En una de sus visitas por la fábrica Mauricio se enamorará perdidamente de una obrera, y desoyendo los consejos de su padre al respecto, dará rienda suelta a su amor.

El amor que Mauricio siente por Amparo es un amor avasallador, apasionado, enfermizo, que le hace tomar decisiones de las que se arrepentirá, que le causarán dolor y una carga de la que no podrá desprenderse hasta el final de sus días.

Pero, aunque esta historia de amor forma parte sustancial de la novela, no es ni mucho menos lo más importante ni lo único que ocupa las páginas de Un perfecto caballero.

Pilar Eyre echa mano de sus recuerdos, de anécdotas y la historia de su familia para, a través de la trama de esta novela, dibujar un retrato fiel de la Barcelona de la posguerra, la de los años 40, 50 y principios de los 60, una Barcelona de luces y sombras. Un relato en el que se dan la mano la Barcelona más burguesa con la Barcelona obrera.

Esa Barcelona burguesa enriquecida con el Régimen, la del Liceo, el Club de Golf, las cenas de gala con presencia de los que en aquellos momentos eran alguien en la ciudad, con las señoras vestidas por grandes modistos, engalanadas con las mejores joyas, y los caballeros con chaqué «que después mandaban a limpiar a una tintorería de Londres». Unas reuniones que los hombres terminan en «fiestas» al margen de sus mujeres en algún hotel con timbas de cartas, desenfreno y las selectas prostitutas de La Carola.

Por otro lado, estaba la obrera formada en su mayoría por hombres y mujeres que llegaban desde otros lugares de España en busca de un trabajo en la floreciente industria textil, que hacían cola a las puertas de una fábrica para conseguir un puesto de trabajo y que habitaban en cuevas o dormían en el mismo suelo de la fábrica porque no tenían donde vivir.

Un perfecto caballero es una novela poblada por personajes muy conocidos de aquella sociedad burguesa como Samaranch, Carulla, Carlos Sentís, el actor Alberto Closas, o el mismo padre de la autora, que se mezclan con personajes ficticios sin que en momento alguno podamos hacer distinción entre unos u otros.
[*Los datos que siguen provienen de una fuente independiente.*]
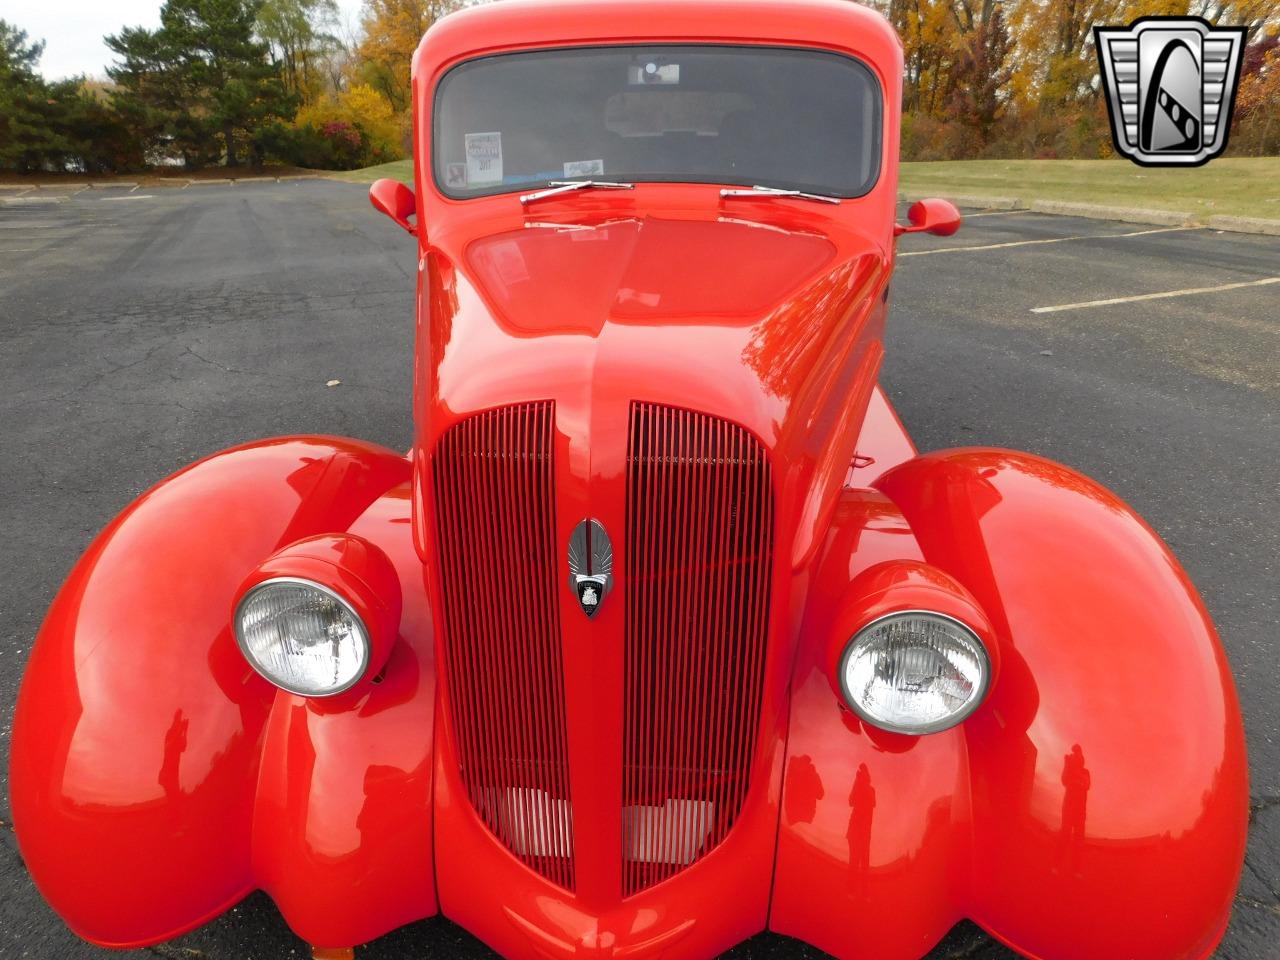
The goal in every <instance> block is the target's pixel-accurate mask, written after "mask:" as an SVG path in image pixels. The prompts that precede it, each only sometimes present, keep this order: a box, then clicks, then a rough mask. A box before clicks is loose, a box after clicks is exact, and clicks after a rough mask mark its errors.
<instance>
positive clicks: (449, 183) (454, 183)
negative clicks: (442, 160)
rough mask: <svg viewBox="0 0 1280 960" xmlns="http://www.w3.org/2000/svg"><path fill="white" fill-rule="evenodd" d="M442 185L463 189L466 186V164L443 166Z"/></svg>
mask: <svg viewBox="0 0 1280 960" xmlns="http://www.w3.org/2000/svg"><path fill="white" fill-rule="evenodd" d="M444 186H445V187H449V188H452V189H465V188H466V186H467V165H466V164H449V165H447V166H445V168H444Z"/></svg>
Me ha gustado la forma en la que Pilar Eyre nos presenta a los personajes de esta novela siempre bien construidos, con aristas, con secretos, como le pasa al protagonista. Mauricio es un hombre guapo, empresario de éxito, perteneciente al bando de los vencedores de la guerra, que lo tiene todo para ser feliz y que sin embargo lleva en su interior una gran herida de esas que no se curan nunca, como les sucede a muchos de los que vivieron la guerra; un hombre que también tiene cosas de las que avergonzarse.

Y si el personaje de Mauricio es potente tampoco se quedan atrás los dos personajes femeninos que marcan su vida, unas mujeres que poco a poco y a su manera se van haciendo dueñas de la historia que nos narra Pilar Eyre.

Y llegados a este punto tengo que hablar del final, esas últimas páginas que nos narran un final inesperado que me ha emocionado, que por un lado no podía dejar de leer y, por otro, los sentimientos que se me iban dificultando seguir, tenía un nudo que casi me impedía respirar, uno de esos finales que hacen una novela grande.